In einer neuen Finanzierungsrunde wirbt der Betreiber von „Weltsparen“ über 100 Millionen Euro ein – und will nun weiter expandieren.

Ein gutes Jahr ist es her, dass Raisin in einer Finanzierungsrunde den Zahlungsdienstleister Paypal als Unterstützer gewonnen hat. Nun haben Bestandsinvestoren – neben Paypal sind das die Wagniskapitalfirmen Index Ventures, Ribbit Capital und Thrive Capital – nachgelegt, wie das in Deutschland unter dem Markennamen Weltsparen bekannte Unternehmen heute mitteilte. Demnach verbuchte das in Berlin ansässige Start-up einen Geldeingang in Höhe von 100 Millionen Euro.

Angaben dazu, wie hoch die Unternehmensbewertung nun ist, macht Raisin nicht. Sie dürfte aber vergleichbar sein mit des Hamburger Konkurrenten Deposit Solutions: Der Betreiber der Portale Zinspilot und Savedo hatte vergangenen Sommer 100 Millionen Dollar eingesammelt und eine Bewertung von 500 Millionen Dollar genannt. Beide Unternehmen dürften also gute Chancen haben, nach der Smartphone-Bank N26 als nächste deutsche Fintechs in den Club der „Einhörner“ aufzusteigen.

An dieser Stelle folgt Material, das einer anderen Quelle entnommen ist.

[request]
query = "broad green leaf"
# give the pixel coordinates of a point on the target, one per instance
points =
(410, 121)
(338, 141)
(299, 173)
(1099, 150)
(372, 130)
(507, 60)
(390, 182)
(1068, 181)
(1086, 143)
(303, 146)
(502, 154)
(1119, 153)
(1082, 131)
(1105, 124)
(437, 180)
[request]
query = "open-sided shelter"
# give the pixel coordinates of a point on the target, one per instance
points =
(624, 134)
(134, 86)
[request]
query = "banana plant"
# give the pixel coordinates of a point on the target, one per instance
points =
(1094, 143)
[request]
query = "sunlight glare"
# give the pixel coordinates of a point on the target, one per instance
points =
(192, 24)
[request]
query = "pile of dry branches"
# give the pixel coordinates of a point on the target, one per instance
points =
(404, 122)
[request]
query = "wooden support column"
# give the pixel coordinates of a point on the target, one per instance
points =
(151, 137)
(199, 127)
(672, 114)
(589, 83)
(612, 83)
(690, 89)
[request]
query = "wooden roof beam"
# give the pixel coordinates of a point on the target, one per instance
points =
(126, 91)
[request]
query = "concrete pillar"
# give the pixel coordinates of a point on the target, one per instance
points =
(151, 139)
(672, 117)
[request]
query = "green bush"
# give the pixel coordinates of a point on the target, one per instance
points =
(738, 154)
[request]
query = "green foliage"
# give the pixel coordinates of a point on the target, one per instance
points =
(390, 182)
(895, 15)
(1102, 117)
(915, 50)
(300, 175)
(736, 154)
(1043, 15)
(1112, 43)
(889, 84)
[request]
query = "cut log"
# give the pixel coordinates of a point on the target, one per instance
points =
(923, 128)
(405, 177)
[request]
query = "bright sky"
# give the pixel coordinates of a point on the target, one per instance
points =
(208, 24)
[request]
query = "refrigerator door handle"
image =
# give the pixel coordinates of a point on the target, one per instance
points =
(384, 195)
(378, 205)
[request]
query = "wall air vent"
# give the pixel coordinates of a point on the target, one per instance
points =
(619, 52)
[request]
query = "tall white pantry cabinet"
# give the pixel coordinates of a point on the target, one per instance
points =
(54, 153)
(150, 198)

Sowohl Raisin als auch Deposit Solutions vermitteln über ihre Portale europaweit Sparprodukte. So können beispielsweise Anleger aus Deutschland Geld auf dem Festgeld- oder Tagesgeldkonto einer finnischen Bank parken, ohne dort direkt ein Konto zu eröffnen. Trotz Niedrigzinsen sollen Sparer so zumindest noch eine kleine Rendite einfahren. Raisin gibt an, seit dem Start 2012 mehr als zehn Milliarden Euro an Partnerbanken vermittelt zu haben und insgesamt 80 Millionen Euro Zinsen erzielt zu haben.

Hohe Marketingausgaben

Profitabel ist das Berliner Start-up indes noch nicht, wie CEO Tamaz Georgadze im Gespräch mit WirtschaftsWoche Gründer bestätigte. Ein Grund sind die hohen Marketingausgaben: „Die Akquisitionskosten für Neukunden sind in der Finanzbranche generell sehr hoch“, sagte er. „Entscheidend für uns ist, dass wir sehr loyale Kunden haben, die unsere Dienste wiederholt in Anspruch nehmen.“

Raisin setzt deswegen darauf, das Portfolio um zusätzliche Angebote zu erweitern. Bereits seit knapp einem Jahr bietet das Fintech zusammen mit dem Finanzdienstleister Vanguard und der Depotbank DAB BNP Paribas ETF-Portfolios an. Diese passiv gemanagten Fonds investieren in Aktien und Anleihen weltweit. „Ein hoher einstelliger Prozentsatz unserer Kunden nutzt das neue Angebot bereits“, so Georgadze.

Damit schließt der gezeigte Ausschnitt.